With the number of guests averaging 450 people per Wednesday (served over four separate seatings), the event requires considerable resources. That’s especially true since no corners are cut in the mission to “counter the notion often held by those living on the streets that handouts, hand-me-downs and leftovers are all I deserve,” according to the congregation’s website. Some weeks, the Haywood Street mission funds and staffs the gathering itself. Other times, area restaurants volunteer to cater, crowdfunding the expenses by inviting customer donations for a month prior.
Liz Button, owner and CEO of Heirloom Hospitality Group, manages outside partnerships, and despite the lofty commitment, she says eateries are increasingly eager to lend time and effort. By her estimate, more than 30 businesses have met that challenge in the four years since she joined the Welcome Table, and most opt to cook more than once.
“It’s a huge undertaking for the restaurants, so I try and encourage them to just commit once per year,” she says. “Just think about the numbers: 450 servings of salad, a protein, vegetable, starch and dessert. It’s crazy for most restaurants.”
Haywood Street’s internal pool of volunteers (called “companions” at the Welcome Table in order to invite a deeper relationship with the congregation and “break away from the typical idea that only people of privilege are volunteers,” according to Kirby) served roughly 200 people on each of the first two Sundays in March.

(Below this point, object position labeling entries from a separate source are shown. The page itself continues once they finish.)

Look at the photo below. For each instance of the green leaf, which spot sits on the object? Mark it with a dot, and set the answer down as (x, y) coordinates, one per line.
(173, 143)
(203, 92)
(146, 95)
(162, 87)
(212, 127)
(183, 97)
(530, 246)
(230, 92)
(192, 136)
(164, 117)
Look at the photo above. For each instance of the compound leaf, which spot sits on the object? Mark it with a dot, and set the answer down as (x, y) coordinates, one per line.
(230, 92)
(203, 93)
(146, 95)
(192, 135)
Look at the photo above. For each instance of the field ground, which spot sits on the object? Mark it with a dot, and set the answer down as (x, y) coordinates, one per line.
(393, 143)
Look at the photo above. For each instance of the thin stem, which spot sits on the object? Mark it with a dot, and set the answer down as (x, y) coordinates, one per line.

Warren Wilson College is the first partner organization to sign up for a Sunday shift, with plans to serve a meal on April 3.
Although the college is soliciting donations from students and dining hall visitors, the institution will absorb most of the cost of feeding attendees. “The hope and expectation is that we’ll have new people come,” Kirby says, adding that the family-style service makes the occasion convivial for anyone who drops in. “Your conversation can just start with ‘Can you pass the green beans?’ and then it goes from there.”

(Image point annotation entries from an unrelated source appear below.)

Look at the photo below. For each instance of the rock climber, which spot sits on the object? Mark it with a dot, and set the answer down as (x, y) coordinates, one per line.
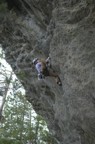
(44, 69)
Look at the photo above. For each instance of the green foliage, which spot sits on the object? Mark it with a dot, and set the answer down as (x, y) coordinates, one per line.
(21, 123)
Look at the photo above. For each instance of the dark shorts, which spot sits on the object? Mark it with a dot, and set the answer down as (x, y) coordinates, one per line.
(46, 72)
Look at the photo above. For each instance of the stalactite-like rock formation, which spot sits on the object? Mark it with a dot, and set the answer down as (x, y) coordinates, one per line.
(65, 30)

The Downtown Welcome Table is held at Haywood Street Congregation, 297 Haywood St., Wednesdays at 10:30 a.m., 11:15 a.m., noon and 12:45 p.m., and Sundays at 4:30 and 5:15 p.m. No reservations required. Visit haywoodstreet.org for more information.

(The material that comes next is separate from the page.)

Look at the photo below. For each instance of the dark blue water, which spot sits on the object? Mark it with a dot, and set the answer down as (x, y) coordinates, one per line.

Favilla’s New York Pizza & Deli to open on Merrimon Ave.
A spinoff of Favilla’s New York Pizza is opening at 640 Merrimon Ave., the previous location of Circle in the Square Pizza and Deli and more recently Grand Central Pizzeria. “There will be more subs on the menu,” but no pasta dinners, says Malik Moore, manager of the West Asheville flagship eatery. “The deli part is going to be deli sandwiches plus sliced meats,” adds employee Randy Lape. Favilla’s Facebook page lists early April as the projected launch date.
Favilla’s existing location is at 1093 Patton Ave. Hours are 11 a.m.-10 p.m., Monday-Thursday, 11 a.m.-midnight Friday and Saturday and noon-10 p.m. Sunday. Visit facebook.com/FavillasNewYorkPizza for updates.
Waynesville fish fry dinner
Fried fish, baked beans, coleslaw, hush puppies, a drink and dessert come with each plate at Pigeon Community Multicutural Development Center’s upcoming fish fry. The fundraiser offers eat-in or carry-out options and is being held to help cover general expenses associated with the nonprofit organization’s volunteer-run youth programs.
The fish fry is at PCMDC, 450 Pigeon St., Waynesville, starting at 11 a.m. Friday, March 25. Plates are $8, with fish available separately for $1.50 per piece. Visit facebook.com/PigeonCommunityMulticulturalDevelopmentCenter or call 452-7232 for more information.
Mills River Farmers’ Market relocates
For its 2016 season, the Mills River Farmers Market is moving to Mills River Elementary School. A press release from the nonprofit says it hosts up to 30 vendors with items including “high quality, local, and sustainable produce, dairy, meat and handmade goods.” The market also accepts SNAP/EBT benefits.